Il passaggio dall’informazione al racconto nella strategia aziendale
“Già verso la fine degli anni 70 del secolo scorso la sociologa statunitense Arlie Russell mise in correlazione le emozioni e il mondo del lavoro introducendo il concetto di emotional labor, nel marketing si passa da un marketing di impatto a un marketing di empatia” spiega la psicologa del lavoro e delle organizzazioni Vania Marchionna che aggiunge: “Le corde emotive che funzionano di più sono certamente l’autenticità, le persone cercano verità e trasparenza. Racconti di storie reali, imperfette, vicine all’esperienza comune crea fiducia e senso di somiglianza”.
I nuovi formati digitali dell’emotional marketing
Il marketing più efficace non è quello che cerca l’effetto wow, ma quello che punta alle emozioni. Lo vediamo ogni giorno nei nuovi formati che popolano le piattaforme digitali: video brevi, microstorie, contenuti empatici, emozionali, autentici. Contenuti che non spiegano, ma raccontano. Che non vendono, ma coinvolgono. È questo il cuore dell’emotional marketing, che sta diventando il nuovo standard anche nelle strategie aziendali più strutturate.

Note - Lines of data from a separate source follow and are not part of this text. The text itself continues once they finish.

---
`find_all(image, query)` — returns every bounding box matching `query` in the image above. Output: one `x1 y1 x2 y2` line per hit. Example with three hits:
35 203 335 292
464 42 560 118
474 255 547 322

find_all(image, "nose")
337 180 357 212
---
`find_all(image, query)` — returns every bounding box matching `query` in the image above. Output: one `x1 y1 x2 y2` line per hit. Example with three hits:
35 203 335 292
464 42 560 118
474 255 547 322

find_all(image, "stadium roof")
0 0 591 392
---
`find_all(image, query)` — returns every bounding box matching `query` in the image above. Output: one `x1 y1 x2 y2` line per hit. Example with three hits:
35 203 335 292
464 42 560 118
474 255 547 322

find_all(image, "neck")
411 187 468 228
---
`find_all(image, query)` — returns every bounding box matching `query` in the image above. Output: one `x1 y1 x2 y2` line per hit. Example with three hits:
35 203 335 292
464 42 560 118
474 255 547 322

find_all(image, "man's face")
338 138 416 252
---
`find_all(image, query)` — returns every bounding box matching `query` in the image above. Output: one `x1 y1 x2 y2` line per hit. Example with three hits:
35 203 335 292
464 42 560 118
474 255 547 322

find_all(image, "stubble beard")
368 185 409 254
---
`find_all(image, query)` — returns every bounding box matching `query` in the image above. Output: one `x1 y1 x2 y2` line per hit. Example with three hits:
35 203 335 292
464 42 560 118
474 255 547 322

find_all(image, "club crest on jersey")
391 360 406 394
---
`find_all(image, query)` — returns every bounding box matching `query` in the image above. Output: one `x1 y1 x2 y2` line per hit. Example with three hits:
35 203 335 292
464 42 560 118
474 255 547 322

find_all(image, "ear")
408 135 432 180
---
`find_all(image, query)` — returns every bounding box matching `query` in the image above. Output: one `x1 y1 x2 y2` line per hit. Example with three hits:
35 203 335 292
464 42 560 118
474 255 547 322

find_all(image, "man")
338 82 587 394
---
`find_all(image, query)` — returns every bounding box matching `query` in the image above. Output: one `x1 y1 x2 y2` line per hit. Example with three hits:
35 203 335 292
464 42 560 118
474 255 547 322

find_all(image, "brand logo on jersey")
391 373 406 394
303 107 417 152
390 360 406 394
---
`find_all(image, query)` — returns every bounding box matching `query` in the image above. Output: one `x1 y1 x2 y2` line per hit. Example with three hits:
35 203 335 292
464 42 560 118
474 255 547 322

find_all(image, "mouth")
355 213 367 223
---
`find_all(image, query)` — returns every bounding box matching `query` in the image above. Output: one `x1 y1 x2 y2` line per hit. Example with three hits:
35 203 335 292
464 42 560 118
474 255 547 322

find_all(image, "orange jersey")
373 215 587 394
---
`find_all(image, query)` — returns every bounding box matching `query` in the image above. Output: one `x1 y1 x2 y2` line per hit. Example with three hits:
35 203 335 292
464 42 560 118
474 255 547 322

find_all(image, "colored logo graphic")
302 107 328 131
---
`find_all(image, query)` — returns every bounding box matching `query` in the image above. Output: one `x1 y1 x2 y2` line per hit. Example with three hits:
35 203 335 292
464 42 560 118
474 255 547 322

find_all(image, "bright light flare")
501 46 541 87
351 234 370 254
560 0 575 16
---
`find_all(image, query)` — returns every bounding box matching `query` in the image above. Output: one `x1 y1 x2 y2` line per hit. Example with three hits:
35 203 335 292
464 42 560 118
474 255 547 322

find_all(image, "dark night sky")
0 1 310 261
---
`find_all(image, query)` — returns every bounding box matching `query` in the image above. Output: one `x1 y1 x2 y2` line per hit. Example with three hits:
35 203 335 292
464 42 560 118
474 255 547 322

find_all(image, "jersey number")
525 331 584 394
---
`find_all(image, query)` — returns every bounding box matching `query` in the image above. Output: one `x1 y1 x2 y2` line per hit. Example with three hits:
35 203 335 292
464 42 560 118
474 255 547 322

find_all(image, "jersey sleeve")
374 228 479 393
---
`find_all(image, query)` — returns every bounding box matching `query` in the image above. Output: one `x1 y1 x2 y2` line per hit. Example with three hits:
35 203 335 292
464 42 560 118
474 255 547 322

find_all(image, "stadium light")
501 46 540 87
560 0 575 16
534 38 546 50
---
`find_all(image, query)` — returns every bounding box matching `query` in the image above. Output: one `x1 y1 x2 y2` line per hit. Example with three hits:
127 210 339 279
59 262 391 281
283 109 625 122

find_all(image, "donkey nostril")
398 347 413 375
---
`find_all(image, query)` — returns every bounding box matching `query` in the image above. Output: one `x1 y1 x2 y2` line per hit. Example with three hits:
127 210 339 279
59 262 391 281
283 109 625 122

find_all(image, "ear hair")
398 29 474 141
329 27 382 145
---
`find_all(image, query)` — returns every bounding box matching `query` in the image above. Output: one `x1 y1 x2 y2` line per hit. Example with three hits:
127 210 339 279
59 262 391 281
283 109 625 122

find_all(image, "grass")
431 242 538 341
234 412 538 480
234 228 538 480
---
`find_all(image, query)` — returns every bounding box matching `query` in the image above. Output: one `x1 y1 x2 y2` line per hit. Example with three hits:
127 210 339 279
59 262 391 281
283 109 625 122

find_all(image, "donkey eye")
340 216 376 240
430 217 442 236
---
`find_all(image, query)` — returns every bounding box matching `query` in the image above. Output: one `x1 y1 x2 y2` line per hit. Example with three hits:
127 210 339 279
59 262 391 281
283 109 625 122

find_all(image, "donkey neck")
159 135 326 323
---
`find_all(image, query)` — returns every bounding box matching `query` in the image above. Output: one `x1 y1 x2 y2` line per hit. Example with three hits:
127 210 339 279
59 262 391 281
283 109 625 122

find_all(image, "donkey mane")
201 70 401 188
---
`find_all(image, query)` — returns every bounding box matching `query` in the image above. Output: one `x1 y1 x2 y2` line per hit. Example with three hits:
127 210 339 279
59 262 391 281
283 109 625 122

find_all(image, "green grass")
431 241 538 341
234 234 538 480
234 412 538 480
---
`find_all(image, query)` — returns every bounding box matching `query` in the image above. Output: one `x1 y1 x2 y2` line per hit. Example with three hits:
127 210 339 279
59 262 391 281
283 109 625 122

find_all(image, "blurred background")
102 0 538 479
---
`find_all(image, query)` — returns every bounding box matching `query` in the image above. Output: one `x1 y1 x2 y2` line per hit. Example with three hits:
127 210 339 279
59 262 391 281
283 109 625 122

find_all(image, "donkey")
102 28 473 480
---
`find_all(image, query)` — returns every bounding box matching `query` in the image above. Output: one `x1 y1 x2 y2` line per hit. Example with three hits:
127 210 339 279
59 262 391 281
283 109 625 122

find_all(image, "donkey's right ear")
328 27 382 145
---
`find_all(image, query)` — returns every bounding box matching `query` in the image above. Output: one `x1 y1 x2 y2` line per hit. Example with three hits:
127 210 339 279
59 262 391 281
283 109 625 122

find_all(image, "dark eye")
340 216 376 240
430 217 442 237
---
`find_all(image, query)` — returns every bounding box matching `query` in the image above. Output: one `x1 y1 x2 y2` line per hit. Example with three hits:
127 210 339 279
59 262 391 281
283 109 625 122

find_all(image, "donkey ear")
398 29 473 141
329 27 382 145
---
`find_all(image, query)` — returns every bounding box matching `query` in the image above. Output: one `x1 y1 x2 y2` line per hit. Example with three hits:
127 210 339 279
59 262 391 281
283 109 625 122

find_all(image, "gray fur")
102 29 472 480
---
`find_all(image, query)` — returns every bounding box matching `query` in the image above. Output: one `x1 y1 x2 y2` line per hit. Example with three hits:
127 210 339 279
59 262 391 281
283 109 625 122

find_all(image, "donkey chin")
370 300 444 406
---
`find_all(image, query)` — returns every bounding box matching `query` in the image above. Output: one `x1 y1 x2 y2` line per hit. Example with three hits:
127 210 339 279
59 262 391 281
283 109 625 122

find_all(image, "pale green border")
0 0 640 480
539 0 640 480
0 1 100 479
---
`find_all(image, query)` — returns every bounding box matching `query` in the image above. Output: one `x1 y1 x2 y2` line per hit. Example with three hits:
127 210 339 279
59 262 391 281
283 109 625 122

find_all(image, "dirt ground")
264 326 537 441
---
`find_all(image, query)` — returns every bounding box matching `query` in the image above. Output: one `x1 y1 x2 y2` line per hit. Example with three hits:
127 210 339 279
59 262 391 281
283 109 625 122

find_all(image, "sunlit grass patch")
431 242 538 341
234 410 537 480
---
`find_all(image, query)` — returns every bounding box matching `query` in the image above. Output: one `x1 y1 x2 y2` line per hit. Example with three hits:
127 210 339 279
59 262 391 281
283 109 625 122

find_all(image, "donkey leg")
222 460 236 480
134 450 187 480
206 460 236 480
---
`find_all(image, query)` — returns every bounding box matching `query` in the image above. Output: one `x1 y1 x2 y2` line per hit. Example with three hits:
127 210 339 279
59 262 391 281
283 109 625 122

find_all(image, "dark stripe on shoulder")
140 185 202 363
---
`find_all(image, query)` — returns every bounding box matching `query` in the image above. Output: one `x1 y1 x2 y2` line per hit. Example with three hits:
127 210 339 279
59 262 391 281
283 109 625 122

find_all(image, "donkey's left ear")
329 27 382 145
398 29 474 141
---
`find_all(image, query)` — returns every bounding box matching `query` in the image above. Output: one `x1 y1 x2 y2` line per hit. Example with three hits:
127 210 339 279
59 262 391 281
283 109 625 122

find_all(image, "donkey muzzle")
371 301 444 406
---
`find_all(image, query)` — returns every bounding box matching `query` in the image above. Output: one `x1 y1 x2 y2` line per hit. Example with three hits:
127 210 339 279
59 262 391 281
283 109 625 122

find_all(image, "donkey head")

Secondo la ricerca di Marc Gobé, che ha reso popolare il concetto di branding emozionale nel suo libro “Emotional Branding: The New Paradigm for Connecting Brands to People”, questo tipo di marketing è l’unico in grado di andare oltre la vendita di prodotti, costruendo così relazioni.
Non è un caso se grandi brand, ma anche piccole eccellenze, stanno riformulando il loro modo di comunicare: meno slide, più storie. Meno metriche, più emozioni. Perché nell’epoca dell’iperconnessione vince chi riesce a connettersi davvero. Con il cuore, non solo con il dato.

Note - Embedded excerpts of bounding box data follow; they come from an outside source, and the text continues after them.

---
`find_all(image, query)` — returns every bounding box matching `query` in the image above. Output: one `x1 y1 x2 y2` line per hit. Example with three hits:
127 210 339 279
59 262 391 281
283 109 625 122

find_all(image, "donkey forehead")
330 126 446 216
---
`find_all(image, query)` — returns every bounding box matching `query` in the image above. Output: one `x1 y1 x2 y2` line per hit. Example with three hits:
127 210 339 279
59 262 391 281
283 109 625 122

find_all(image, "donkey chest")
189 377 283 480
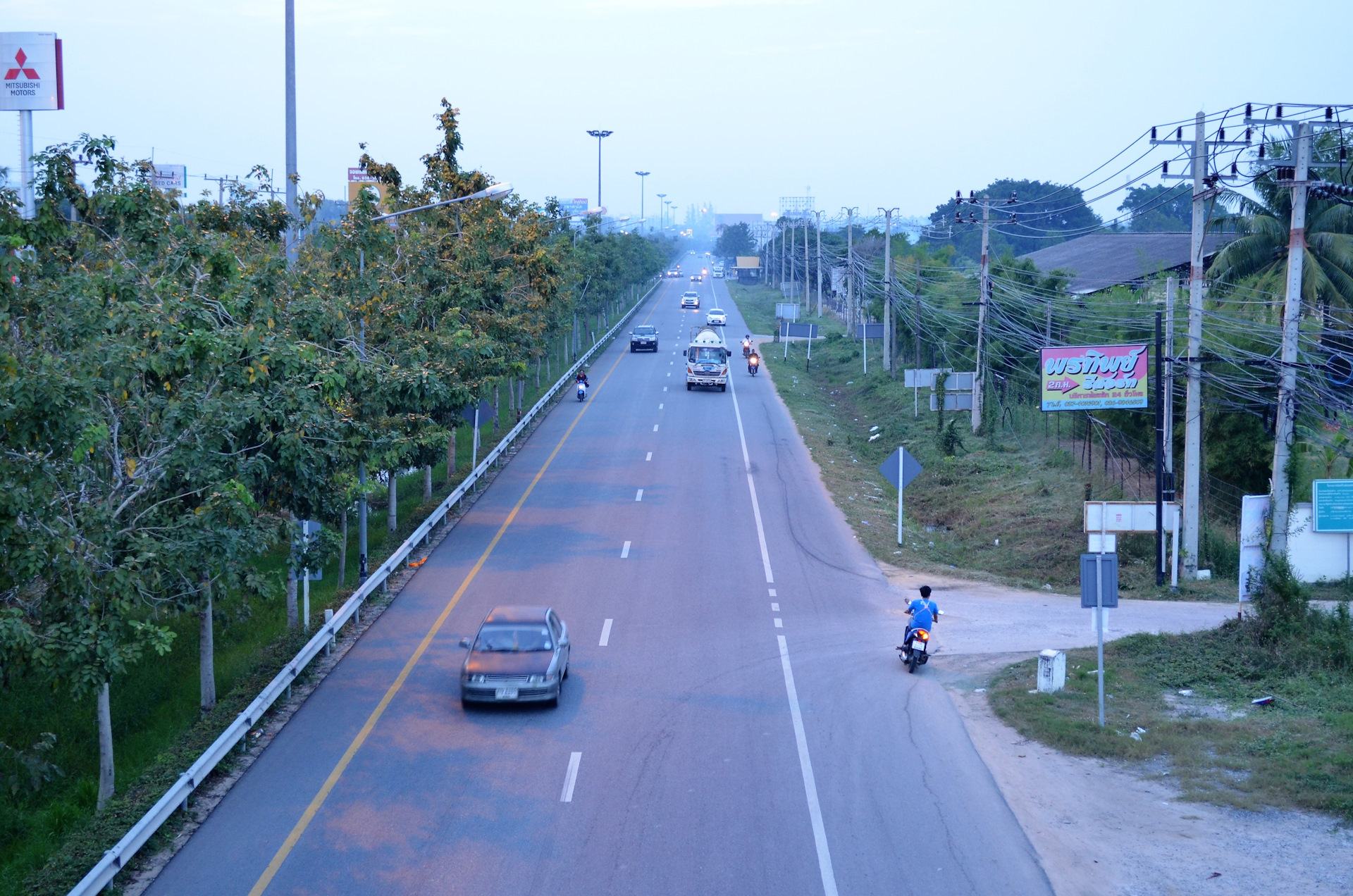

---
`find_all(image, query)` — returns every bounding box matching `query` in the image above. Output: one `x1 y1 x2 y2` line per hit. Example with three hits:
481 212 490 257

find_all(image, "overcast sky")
0 0 1353 224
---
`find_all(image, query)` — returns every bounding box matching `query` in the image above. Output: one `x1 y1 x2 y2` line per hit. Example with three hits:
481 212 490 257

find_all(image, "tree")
1118 184 1193 232
715 222 756 259
1209 134 1353 329
927 180 1103 260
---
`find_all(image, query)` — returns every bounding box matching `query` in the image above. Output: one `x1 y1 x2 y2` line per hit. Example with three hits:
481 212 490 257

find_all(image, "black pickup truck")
629 323 657 352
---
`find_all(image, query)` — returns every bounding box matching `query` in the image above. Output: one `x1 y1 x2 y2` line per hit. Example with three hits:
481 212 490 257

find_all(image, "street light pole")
636 170 652 232
285 0 300 261
587 131 616 206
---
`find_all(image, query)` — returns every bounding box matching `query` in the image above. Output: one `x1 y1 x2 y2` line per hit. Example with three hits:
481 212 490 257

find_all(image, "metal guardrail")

Case study di successo: da Coca-Cola a Nike
Con la campagna “Condividi una Coca-Cola”, il marchio di Atlanta ha sostituito il nome sulle etichette delle famose bottigliette di vetro (e lattine) con nomi comuni e frasi come “Amico” o “Anima Gemella”.
La campagna ha generato gioia ed entusiasmo, poiché i consumatori erano entusiasti all’idea di trovare un’etichetta Coca-Cola con il loro nome o quello di un amico. Questa campagna non solo ha incoraggiato le persone ad acquistare bibite, ma ha anche associato Coca-Cola ad un valore positivo come l’amicizia, spingendole a cercare la bottiglia giusta per i propri amici. Nel complesso, la campagna ha unito le persone attraverso un’esperienza condivisa.
Nike, il colosso dello sportswear, ha virato la propria strategia verso l’utilizzo sempre più aggressivo di forme di automazione del marketing digitale, dando meno importanza alla creatività, e ha subito un calo di vendite consistente. “Stiamo iniziando a spostare gli investimenti dal performance marketing al brand marketing”, ha affermato l’amministratore delegato Elliott Hill, che ha sostituito John Donahoe a settembre. Nike così ha già iniziato a gettare le basi per il ritorno a una creatività più coraggiosa.
Nicola Bigi, presidente dell’agenzia creativa TIWI Studio, spiega: “Nel tempo è calata l’attenzione dei brand verso la forma di spot emozionale, perché si utilizza sempre più spesso il branded content per la fase di consideration (tutte quelle strategie progettate per migliorare la percezione del marchio agli occhi del pubblico target), ma per la fase di awareness (quella durante la quale il potenziale cliente diventa consapevole dell’esistenza di un’azienda o di un prodotto o servizio) si è sempre più investito in forme di adv digitale molto legata al programmatic (il sistema automatizzato con cui si comprano in real time spazi pubblicitari sul web per mostrare contenuti a un target selezionato attraverso la raccolta e l’analisi di dati lasciati dagli utenti durante la navigazione). Questo approccio è incredibilmente efficace nel gestire messaggi specifici costruiti automaticamente per microtrarget. È però penalizzante in termini di creatività e connessione emotiva. Per questa ragione credo che il ritorno alla creatività, all’emozione, come centro di una parte della produzione di contenuti nella fase alta del funnel, sia sempre più importante”.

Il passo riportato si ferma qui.